Organized by Locust Moon, a Philadelphia comics shop and gallery, and Locust Moon Press, its small press imprint, Little Nemo: Dream Another Dream, an ambitious Kickstarter project to fund a tribute book to Little Nemo creator Winsor McCay, has blown past its initial goal of $50,000 and raised more than $100,000 with a week to go. And no wonder: the oversized hardcover tribute features more than a 100 stellar contemporary comics artists creating full-color broadsheet-sized comics in homage to the general style of McCay in a book project that will eventually be distributed to the comics shop market and general book trade.
[UPDATE: the Locust Moon Little Nemo Kickstarter campaign was successful and raised more than $154,000]Winsor McCay (1867-1871 [his birth date is uncertain]-1934) was both an acclaimed cartoonist and a pioneering animator. Started in 1905, McCay’s newspaper comics strip Little Nemo, the story of a little boy who has fantastic adventures each night in his dreams only to awaken in the last panel, is considered a masterpiece of cartooning. Much like the original, the Little Nemo: Dream Another Dream comics strips feature lavish color and wildly imaginative layouts and drawings.
“We got the idea to launch this project about 2 ½ years ago. We wanted to do a tribute to the broadsheet format and to the most intimidating cartoonist of all time,” said Josh O’Neill, one of the organizers of the project and cofounder of Locust Moon comics shop. This isn’t Locust Moon’s first publication or its first Kickstarter project. O’Neill, along with Locust Moon co-owner Chris Stevens and Andrew Carl, editor-in-chief of Locust Moon Press, also used Kickstarter to fund Quarter Moon, a quarterly anthology of comics and illustration. Locust Moon also published Once Upon a Time Machine, a full color anthology published by Dark Horse Press.
O’Neill said the project was inspired by Peter Maresca’s Sunday Press, a pioneering archival publishing venture that releases hardcover collections of meticulously restored classic newspaper comics including Little Nemo. For Dream Another Dream, contemporary cartoonists such as Paul Pope, Peter Bagge, Carla Speed McNeil, Box Brown, Nate Powell, Jill Thompson, Ronald Wimberly—the list of artists is extraordinary—create their own inventive versions of the Little Nemo story, complete with the famous concluding “wake-up panel,” in each comic. Locust Moon is also working with Maresca and the press’ production is based on Maresca’s model and uses the Sunday Press’s printer.

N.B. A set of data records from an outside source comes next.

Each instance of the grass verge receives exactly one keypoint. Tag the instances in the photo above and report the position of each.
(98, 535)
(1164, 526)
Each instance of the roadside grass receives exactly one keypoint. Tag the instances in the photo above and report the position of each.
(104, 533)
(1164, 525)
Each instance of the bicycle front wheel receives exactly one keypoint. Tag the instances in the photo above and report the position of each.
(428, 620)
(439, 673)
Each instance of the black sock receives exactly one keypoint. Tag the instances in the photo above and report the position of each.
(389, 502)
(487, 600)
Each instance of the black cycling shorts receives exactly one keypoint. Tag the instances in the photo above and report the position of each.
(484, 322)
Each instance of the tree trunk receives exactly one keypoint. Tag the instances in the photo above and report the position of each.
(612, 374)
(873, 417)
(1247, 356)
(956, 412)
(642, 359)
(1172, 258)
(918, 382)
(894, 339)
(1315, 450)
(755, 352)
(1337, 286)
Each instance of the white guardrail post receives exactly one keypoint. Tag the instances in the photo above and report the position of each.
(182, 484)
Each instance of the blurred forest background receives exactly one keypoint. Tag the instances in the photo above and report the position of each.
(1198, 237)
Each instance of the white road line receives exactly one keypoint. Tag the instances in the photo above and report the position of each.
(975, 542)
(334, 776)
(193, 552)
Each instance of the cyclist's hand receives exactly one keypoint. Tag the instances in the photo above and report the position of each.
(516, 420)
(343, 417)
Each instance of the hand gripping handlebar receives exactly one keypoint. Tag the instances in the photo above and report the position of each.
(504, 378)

O’Neill said the group just started talking to cartoonists at various comics shows and the project began to grow. “We knew cartoonists Farel Dalrymple and J. G. Jones and few others. But long before we had any sample pages we would just walk up to people and ask them to get involved,” O’Neill said. “David Petersen and John Cassaday were early supporters. Gradually we collected pages to show. We met Paul Pope at MoCCA in New York and he and others promoted the project to other artists,” O’Neill said.
The final project will feature 140 artists. The book will be hardcover, 16-inches by 21-inches and144 pages. A limited edition will be available for sale at SPX, the annual indie comics festival, in September, and copies will go one sale to the general public via the the Locust Moon website in October. Locust Moon Press will distribute 5,000 copies to the general public in Spring 2015. The press is is negotiations with Diamond Comics Distributors for distribution.
Proceeds from the sale of the book will be split 50/50 with the artists, O’Neill said.
The Locust Moon comics shop is a 1,800 square foot store, half retail space and half a gallery and event space that supports signings, workshops and more. O’Neill was quick to acknowledge the influence and support of Peter Maresca, whose Sunday Press publications are universally acknowledged as setting the standard for archival preservation as well as design and production.
“All we wanted to do is create something that can sit next to Peter’s books on the shelf,” O’Neill said. Winsor McCay fans all across the internet appear to believe that Locust Moon got it right.